Creating a Deny Record to Handle Access Right Exceptions

Suppose that you have a group called Testers that has complete access to the files in the QA view, a view that contains folders full of test files. A newly hired member of the Testers group, New Tester, has not yet been trained to update the tests, and so on. Although New Tester is a member of the Testers group, you do not want this user to perform certain operations on these files for a couple of weeks. You could remove New Tester from the Testers group temporarily, but the application also allows you to give New Tester all the rights of the Testers group with a few exceptions. To list the exceptions, you create a deny record.

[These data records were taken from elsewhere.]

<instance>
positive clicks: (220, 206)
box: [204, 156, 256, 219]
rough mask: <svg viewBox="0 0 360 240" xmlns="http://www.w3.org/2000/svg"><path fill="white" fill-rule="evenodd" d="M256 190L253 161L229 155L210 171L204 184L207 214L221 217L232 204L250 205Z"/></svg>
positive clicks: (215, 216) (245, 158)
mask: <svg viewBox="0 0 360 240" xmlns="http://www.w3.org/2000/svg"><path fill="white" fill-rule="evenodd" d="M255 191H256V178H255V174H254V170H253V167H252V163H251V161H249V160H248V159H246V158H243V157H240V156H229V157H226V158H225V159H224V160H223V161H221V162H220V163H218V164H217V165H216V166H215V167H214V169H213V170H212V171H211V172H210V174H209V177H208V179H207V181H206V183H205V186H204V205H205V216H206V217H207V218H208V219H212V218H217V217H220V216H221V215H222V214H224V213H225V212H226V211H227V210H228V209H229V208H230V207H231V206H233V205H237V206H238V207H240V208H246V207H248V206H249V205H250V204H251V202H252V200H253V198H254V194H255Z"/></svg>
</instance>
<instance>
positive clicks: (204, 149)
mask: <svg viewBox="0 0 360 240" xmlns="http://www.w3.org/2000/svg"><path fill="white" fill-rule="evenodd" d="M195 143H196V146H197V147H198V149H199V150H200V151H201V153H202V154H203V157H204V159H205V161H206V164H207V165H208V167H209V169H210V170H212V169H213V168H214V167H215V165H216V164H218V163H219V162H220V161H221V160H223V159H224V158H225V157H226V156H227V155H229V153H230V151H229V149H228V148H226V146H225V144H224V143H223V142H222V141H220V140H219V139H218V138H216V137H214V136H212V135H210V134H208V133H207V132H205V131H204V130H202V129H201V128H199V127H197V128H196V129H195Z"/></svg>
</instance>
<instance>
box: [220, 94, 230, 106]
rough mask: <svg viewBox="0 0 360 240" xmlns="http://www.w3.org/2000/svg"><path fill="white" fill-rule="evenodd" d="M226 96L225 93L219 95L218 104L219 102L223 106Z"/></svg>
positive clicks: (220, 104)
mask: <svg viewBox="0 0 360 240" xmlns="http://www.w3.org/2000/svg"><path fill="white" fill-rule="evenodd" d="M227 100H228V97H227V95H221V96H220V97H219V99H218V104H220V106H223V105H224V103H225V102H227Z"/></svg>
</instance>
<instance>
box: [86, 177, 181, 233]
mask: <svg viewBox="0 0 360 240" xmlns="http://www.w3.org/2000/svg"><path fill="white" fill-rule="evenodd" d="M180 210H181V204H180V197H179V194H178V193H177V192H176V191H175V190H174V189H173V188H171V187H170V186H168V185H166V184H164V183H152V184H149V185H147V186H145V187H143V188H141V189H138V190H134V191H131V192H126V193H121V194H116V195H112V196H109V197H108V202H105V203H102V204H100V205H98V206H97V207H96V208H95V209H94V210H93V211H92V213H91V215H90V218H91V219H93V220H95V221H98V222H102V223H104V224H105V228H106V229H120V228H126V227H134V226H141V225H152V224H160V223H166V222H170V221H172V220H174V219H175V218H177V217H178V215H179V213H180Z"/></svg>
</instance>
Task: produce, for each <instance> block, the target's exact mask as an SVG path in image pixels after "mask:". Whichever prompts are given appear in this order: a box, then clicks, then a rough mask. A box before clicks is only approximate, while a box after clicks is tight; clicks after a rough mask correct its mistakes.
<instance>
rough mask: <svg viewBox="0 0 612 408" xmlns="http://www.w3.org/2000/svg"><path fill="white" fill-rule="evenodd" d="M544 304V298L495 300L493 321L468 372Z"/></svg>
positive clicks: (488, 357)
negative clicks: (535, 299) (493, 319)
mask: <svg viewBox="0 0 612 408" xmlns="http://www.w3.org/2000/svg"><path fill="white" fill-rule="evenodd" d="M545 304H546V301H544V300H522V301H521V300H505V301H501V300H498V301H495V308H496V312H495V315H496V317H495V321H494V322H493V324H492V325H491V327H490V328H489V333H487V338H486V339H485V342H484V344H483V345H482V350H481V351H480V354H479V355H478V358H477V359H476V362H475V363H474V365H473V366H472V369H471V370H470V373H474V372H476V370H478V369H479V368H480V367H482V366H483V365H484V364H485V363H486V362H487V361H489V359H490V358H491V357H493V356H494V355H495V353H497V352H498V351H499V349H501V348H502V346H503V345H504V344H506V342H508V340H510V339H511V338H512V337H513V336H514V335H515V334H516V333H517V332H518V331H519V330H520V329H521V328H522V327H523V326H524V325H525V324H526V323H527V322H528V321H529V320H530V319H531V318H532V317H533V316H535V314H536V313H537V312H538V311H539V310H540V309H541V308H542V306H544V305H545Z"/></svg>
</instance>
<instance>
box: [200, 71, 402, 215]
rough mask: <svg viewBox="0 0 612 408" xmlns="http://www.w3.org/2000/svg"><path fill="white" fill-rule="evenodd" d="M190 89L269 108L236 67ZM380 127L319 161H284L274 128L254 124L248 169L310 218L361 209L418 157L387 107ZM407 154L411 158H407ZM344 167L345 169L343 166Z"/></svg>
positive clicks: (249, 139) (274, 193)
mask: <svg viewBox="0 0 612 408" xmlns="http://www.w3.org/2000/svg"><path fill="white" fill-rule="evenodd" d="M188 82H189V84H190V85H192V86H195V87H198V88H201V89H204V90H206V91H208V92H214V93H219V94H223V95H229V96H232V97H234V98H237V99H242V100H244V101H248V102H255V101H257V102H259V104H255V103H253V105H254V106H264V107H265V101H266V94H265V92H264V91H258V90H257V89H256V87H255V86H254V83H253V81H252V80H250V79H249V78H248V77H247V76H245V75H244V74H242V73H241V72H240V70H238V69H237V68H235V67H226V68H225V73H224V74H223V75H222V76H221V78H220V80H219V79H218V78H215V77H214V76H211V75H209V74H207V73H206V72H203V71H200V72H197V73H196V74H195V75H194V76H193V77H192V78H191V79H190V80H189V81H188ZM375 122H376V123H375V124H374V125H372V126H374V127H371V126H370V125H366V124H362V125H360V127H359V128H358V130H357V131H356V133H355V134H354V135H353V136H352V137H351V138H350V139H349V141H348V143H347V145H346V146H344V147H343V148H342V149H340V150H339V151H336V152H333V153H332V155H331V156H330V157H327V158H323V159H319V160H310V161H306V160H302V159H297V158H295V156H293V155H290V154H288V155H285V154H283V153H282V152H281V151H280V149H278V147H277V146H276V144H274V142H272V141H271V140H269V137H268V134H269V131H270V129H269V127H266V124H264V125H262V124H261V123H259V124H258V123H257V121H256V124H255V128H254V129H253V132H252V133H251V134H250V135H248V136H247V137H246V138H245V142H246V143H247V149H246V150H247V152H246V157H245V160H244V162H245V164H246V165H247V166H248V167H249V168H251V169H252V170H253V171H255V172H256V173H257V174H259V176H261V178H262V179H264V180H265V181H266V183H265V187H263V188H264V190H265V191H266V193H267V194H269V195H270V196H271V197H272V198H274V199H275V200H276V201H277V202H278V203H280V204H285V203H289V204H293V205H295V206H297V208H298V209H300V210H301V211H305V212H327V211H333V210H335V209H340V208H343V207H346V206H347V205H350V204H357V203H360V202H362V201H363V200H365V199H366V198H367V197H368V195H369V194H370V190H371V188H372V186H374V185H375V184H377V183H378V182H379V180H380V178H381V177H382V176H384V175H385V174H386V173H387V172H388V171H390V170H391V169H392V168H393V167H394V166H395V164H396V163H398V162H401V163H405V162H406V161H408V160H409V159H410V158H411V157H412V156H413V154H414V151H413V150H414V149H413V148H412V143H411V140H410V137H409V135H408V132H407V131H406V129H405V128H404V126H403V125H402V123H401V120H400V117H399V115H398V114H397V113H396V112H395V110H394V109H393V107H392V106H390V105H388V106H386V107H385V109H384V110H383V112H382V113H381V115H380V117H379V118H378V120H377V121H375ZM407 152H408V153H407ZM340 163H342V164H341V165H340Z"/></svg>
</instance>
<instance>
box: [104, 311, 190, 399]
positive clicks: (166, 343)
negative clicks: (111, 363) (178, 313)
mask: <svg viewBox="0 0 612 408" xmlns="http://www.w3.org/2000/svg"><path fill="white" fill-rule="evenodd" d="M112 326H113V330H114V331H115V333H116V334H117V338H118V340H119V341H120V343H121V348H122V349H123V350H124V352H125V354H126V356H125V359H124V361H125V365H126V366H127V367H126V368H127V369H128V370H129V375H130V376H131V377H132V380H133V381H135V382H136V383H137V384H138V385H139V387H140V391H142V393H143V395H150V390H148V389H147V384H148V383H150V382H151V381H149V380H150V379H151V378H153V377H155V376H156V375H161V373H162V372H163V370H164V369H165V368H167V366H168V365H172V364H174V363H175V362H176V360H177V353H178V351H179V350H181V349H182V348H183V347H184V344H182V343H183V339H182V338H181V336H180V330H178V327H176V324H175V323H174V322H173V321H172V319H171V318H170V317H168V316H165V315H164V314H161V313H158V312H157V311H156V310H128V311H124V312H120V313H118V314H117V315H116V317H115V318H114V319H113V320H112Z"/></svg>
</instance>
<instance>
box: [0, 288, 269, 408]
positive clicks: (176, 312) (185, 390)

Click Add. The Assign Access Rights To dialog box opens.
Select a user or group. Users are listed by their user names and groups are listed by their paths (excluding the All Users group).
Select Deny and click OK to return to the Access Rights dialog box.
CAUTION:

Never select Deny to create an exception to a group unless that group is already specifically granted access for this same node. In this example, the Testers group must have access for this node.
Select/clear the appropriate check boxes. Selecting or clearing the check box for a category, such as Generic object rights for a project, selects or clears all the access right check boxes for that category. The category check box has only two states. When it is cleared, the access right check boxes for that category are either all cleared or mixed: some selected and some cleared.
CAUTION:

Clicking Delete removes the selected user or group from the User and Groups list in the Access Rights dialog box. The selected user or group loses any previously set access rights to the Server.
Click Move Up to move the deny record to the top of the Users and groups list in the Access Rights dialog box.
Tip: All deny records must precede all grant records in the Users and groups list. Otherwise, the exception will not occur. For example, if the application finds the grant record for Testers before it finds the deny record for New Tester, the rights the user has as a member of the Testers group will apply.
Click OK.

Note: Depending on the privileges of the Testers group, New Tester may be able to perform these operations anyway. Also, if a deny record is the only record for a node, anyone not specifically granted access rights for that node has no access to that type of object at that level. When the application finds a node for the correct type of object that has even one record, it does not check higher levels for access rights.